By Shade100, history, 8 years ago, In English

Hi! I'm having trouble understanding this O(NlogN) implementation of suffix array construction :

Code

In particular:

for (i = 0; i < n; i++) { // count the frequency of each integer rank
	c[i + k < n ? RA[i + k] : 0]++;
}

0 is used as the rank for an empty string when it is also the rank of the smallest suffix, as seen below.

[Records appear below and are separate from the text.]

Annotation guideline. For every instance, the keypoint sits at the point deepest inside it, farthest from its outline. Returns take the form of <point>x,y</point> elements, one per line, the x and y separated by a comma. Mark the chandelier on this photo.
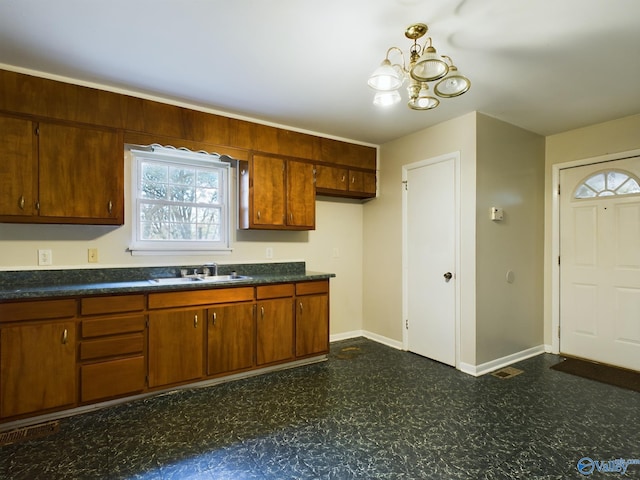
<point>425,65</point>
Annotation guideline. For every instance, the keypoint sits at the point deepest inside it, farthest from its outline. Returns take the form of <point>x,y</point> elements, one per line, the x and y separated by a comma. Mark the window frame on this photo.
<point>605,192</point>
<point>179,156</point>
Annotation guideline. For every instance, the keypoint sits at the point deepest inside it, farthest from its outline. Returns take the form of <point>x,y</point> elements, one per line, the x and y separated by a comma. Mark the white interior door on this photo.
<point>430,259</point>
<point>600,262</point>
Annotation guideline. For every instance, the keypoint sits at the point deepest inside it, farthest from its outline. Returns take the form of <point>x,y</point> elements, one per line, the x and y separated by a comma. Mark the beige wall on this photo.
<point>339,226</point>
<point>510,175</point>
<point>383,229</point>
<point>621,135</point>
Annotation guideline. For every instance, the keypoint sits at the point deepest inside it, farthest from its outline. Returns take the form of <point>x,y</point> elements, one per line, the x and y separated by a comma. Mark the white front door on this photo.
<point>600,262</point>
<point>430,258</point>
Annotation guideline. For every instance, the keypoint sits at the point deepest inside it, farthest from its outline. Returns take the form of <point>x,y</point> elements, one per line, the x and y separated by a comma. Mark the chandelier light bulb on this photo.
<point>425,65</point>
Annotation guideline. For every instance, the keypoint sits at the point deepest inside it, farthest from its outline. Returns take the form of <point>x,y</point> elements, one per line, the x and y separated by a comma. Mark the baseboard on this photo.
<point>483,368</point>
<point>370,335</point>
<point>345,336</point>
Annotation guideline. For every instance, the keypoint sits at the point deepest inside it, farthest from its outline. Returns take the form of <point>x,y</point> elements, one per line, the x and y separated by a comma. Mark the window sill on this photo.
<point>137,251</point>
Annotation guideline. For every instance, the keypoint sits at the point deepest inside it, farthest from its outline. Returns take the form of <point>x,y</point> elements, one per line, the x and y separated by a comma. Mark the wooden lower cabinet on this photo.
<point>37,367</point>
<point>112,362</point>
<point>176,345</point>
<point>230,338</point>
<point>312,325</point>
<point>114,378</point>
<point>59,354</point>
<point>312,318</point>
<point>274,330</point>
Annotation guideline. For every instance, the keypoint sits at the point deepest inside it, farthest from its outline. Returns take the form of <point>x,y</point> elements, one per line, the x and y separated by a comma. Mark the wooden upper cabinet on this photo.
<point>331,178</point>
<point>276,194</point>
<point>344,182</point>
<point>18,167</point>
<point>267,191</point>
<point>301,195</point>
<point>348,154</point>
<point>81,175</point>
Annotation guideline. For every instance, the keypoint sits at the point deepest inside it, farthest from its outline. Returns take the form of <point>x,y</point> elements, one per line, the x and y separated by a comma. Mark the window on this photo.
<point>180,201</point>
<point>608,183</point>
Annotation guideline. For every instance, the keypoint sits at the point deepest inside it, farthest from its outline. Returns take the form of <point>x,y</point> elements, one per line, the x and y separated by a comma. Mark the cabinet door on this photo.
<point>175,346</point>
<point>37,367</point>
<point>331,178</point>
<point>274,326</point>
<point>301,195</point>
<point>18,167</point>
<point>230,334</point>
<point>81,174</point>
<point>312,325</point>
<point>267,191</point>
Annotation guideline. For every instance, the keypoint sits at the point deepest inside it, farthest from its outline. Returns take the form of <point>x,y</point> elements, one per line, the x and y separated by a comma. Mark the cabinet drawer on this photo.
<point>309,288</point>
<point>99,327</point>
<point>111,347</point>
<point>274,291</point>
<point>200,297</point>
<point>112,304</point>
<point>111,379</point>
<point>45,309</point>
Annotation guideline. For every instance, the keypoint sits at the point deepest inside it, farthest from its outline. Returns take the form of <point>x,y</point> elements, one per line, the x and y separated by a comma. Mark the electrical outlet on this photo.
<point>45,257</point>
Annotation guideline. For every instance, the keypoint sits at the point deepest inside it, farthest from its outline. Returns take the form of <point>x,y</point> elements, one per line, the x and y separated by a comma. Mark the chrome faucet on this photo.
<point>210,269</point>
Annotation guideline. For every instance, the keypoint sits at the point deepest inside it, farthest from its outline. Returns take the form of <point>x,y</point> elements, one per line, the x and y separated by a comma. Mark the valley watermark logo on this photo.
<point>586,465</point>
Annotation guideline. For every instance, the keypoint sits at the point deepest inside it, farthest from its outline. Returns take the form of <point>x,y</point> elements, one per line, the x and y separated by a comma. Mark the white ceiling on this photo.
<point>545,65</point>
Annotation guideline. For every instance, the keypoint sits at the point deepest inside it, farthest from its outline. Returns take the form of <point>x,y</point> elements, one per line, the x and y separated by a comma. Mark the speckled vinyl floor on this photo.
<point>370,412</point>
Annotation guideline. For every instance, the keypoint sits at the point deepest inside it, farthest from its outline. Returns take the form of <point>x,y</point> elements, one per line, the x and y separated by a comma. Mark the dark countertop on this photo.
<point>43,284</point>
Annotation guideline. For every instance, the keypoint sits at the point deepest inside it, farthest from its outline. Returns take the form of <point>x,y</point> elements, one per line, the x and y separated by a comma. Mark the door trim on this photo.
<point>455,156</point>
<point>555,233</point>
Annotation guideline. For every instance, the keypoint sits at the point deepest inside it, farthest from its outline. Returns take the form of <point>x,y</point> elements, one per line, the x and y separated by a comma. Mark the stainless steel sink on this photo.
<point>199,279</point>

tempRA[SA[0]] = r = 0; // re-ranking; start from rank r = 0

// compare adjacent suffixes
for (i = 1; i < n; i++) {
	// if same pair => same rank r; otherwise,increase r
	tempRA[SA[i]] = (RA[SA[i]] == RA[SA[i - 1]] && RA[SA[i] + k] == RA[SA[i - 1] + k]) ? r : ++r;
}

SA[i] + k can go out of bounds.

These seem like bugs, but the algorithm works, but strangely only when a sentinel character such as $ is appended to the end. Why?

Thanks in advance!

  • Vote: I like it
  • 0
  • Vote: I do not like it

| Write comment?
»
8 years ago, # |
  Vote: I like it 0 Vote: I do not like it

Because practically when you append a special character (which its ASCII value is lower than any letter in the alphabet) at the end of your string, you're implying that this unused suffix will always have the rank 0, therefore your smallest suffix is always in the index 1 rather than 0.